Andrea| Cooking with a Wallflower says
Hope you’ll like it!
Claire Mauro says
Yummy can’t wait to make this– Beautiful food styling!
Andrea| Cooking with a Wallflower says
Thank you! Hope you’ll like it!
cherylcapaldotraylor says
Beautiful comfort food:) Hope you feel better!
Andrea| Cooking with a Wallflower says
Thank you!
aronofskycreations says
Great post! Being originally from the bay area I know how it goes both with the rain and with getting sick! ick! I am a little jealous you still have farmers markets to wonder through though… Loved the post. I was most intrigued that there was no long cook time for all the flavor to really pull together. I will be trying a new chili recipe myself next week so we must be thinking the same thing about keeping warm with hearty soups and stews! Love the blog! PS. Does your spoon really have that engraved on it? LOVE!
Andrea| Cooking with a Wallflower says
Yes! My spoon is engraved like that. I had it custom made for my sister who loves chili and I steal it from time to time for my chili photos. It’s from For Such a Time Designs on Etsy.
Christina Nifong says
This looks so delicious and so beautiful, as always.
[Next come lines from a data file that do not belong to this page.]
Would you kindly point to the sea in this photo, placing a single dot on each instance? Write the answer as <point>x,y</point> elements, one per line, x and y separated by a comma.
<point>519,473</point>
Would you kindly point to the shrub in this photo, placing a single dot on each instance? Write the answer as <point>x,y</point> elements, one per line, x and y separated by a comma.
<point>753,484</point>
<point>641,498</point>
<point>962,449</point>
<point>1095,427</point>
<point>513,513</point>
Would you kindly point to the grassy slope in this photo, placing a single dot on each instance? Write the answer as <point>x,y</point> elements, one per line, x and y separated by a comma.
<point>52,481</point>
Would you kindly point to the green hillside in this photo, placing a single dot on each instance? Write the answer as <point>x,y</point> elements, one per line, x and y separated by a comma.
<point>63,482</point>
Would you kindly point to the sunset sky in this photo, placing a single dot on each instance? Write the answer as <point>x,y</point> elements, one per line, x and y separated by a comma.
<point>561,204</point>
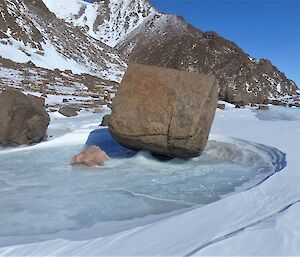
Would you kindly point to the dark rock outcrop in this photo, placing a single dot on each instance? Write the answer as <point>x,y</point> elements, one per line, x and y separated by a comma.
<point>23,119</point>
<point>166,111</point>
<point>169,41</point>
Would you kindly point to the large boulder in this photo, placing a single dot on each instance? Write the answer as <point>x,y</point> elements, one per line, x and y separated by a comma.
<point>68,111</point>
<point>166,111</point>
<point>90,157</point>
<point>23,119</point>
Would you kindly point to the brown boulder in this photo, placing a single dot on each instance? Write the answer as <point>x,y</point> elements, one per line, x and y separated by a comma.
<point>105,120</point>
<point>23,119</point>
<point>221,106</point>
<point>90,157</point>
<point>166,111</point>
<point>68,111</point>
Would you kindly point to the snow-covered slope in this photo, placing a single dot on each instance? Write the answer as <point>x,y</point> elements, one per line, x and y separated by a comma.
<point>147,36</point>
<point>108,20</point>
<point>30,32</point>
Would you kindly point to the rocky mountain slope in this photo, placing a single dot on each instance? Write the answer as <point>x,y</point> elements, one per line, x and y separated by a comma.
<point>144,35</point>
<point>30,32</point>
<point>107,20</point>
<point>100,38</point>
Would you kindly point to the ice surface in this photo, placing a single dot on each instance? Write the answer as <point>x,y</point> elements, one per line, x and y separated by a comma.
<point>277,113</point>
<point>41,194</point>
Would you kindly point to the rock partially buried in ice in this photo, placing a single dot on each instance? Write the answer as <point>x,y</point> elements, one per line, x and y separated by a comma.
<point>90,157</point>
<point>221,106</point>
<point>105,120</point>
<point>68,111</point>
<point>23,119</point>
<point>166,111</point>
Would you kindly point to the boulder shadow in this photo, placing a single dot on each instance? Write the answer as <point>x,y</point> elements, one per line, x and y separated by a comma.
<point>103,139</point>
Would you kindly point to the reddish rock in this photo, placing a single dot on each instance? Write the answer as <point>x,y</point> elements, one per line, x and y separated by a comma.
<point>90,157</point>
<point>105,120</point>
<point>68,111</point>
<point>23,119</point>
<point>221,106</point>
<point>165,111</point>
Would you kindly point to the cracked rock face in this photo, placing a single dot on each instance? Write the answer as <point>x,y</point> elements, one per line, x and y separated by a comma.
<point>23,119</point>
<point>166,111</point>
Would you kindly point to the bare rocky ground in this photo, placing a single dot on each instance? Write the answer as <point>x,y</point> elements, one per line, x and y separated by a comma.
<point>60,88</point>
I have enjoyed following your blog over the last year. Your posts are always inspiring to me! I wanted to reach out and invite you to take a look at my new blog: http://christinanifong.com If you like what you see, please sign up for my weekly email newsletter in the sign up box you’ll find here: http://christinanifong.com/category/blog/
I have changed platforms and this is how I’m connecting with readers now. Thanks for taking a look!
Andrea| Cooking with a Wallflower says
Thanks, Christina! I’ll definitely stop by!
Inna Paredes says
Looks easy enough! Plus I like anything with beans. That spoon tho >
Andrea| Cooking with a Wallflower says
The spoon is from For Such a Time Designs on Etsy.